Egli seguitava a tenermi per il polso, e udendo ciò me lo torse.

«Se è Long John che ti manda, io sono fritto, lo so. Ma voi, lo sapete in che acque navigate?»

Io presi immediatamente il mio partito, e quasi in forma di risposta gli raccontai l’intera storia del nostro viaggio e la situazione in cui ci trovavamo. Egli mi ascoltò col più vivo interesse, e alla fine mi batté un colpetto sulla nuca.

«Tu sei un buon ragazzo, Jim, ma voi tutti siete in una brutta situazione, non ti pare? Ebbene, mettetevi nelle mani di Ben Gunn: Ben Gunn è l’uomo che ci vuole. Ma dimmi: credi tu che il tuo cavaliere si mostrerebbe generoso, qualora fosse aiutato mentre si trova in questa brutta situazione, come puoi vedere?»

Io l’assicurai che il cavaliere era il più liberale degli uomini.

«Bene! Ma, intendiamoci», riprese Ben Gunn, «io non vorrei che mi ricompensasse dandomi una livrea o roba simile, e mettendomi a fare il guardaportone: non è a questo che io tengo, Jim. Ciò che a me preme di conoscere è se sarebbe disposto a cedere qualche cosa come un migliaio di sterline sul tesoro che ormai è già come suo.»

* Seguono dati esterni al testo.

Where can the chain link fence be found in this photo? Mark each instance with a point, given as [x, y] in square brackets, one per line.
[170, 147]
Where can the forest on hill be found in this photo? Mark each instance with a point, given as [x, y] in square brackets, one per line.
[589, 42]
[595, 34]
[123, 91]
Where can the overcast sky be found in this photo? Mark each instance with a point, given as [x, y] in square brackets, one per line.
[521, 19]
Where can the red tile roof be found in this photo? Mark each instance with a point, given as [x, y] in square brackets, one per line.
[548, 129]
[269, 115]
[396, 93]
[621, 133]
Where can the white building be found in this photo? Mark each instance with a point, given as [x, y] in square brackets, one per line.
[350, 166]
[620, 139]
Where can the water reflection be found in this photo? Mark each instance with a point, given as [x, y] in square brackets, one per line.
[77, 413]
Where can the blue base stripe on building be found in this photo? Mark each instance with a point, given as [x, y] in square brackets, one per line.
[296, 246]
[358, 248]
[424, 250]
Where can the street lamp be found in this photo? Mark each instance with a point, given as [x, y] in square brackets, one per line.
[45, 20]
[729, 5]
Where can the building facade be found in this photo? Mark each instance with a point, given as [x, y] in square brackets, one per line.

«Sono sicuro di sì. Stando agli accordi, tutti i marinai avrebbero avuto la loro parte.»

«E il passaggio di ritorno?», aggiunse con l’aria d’uno che la sa lunga.

«Oh! Il cavaliere è un gentiluomo. E del resto, se ci sbarazziamo degli altri, avremo pur bisogno di qualcuno che ci aiuti a manovrare il bastimento.»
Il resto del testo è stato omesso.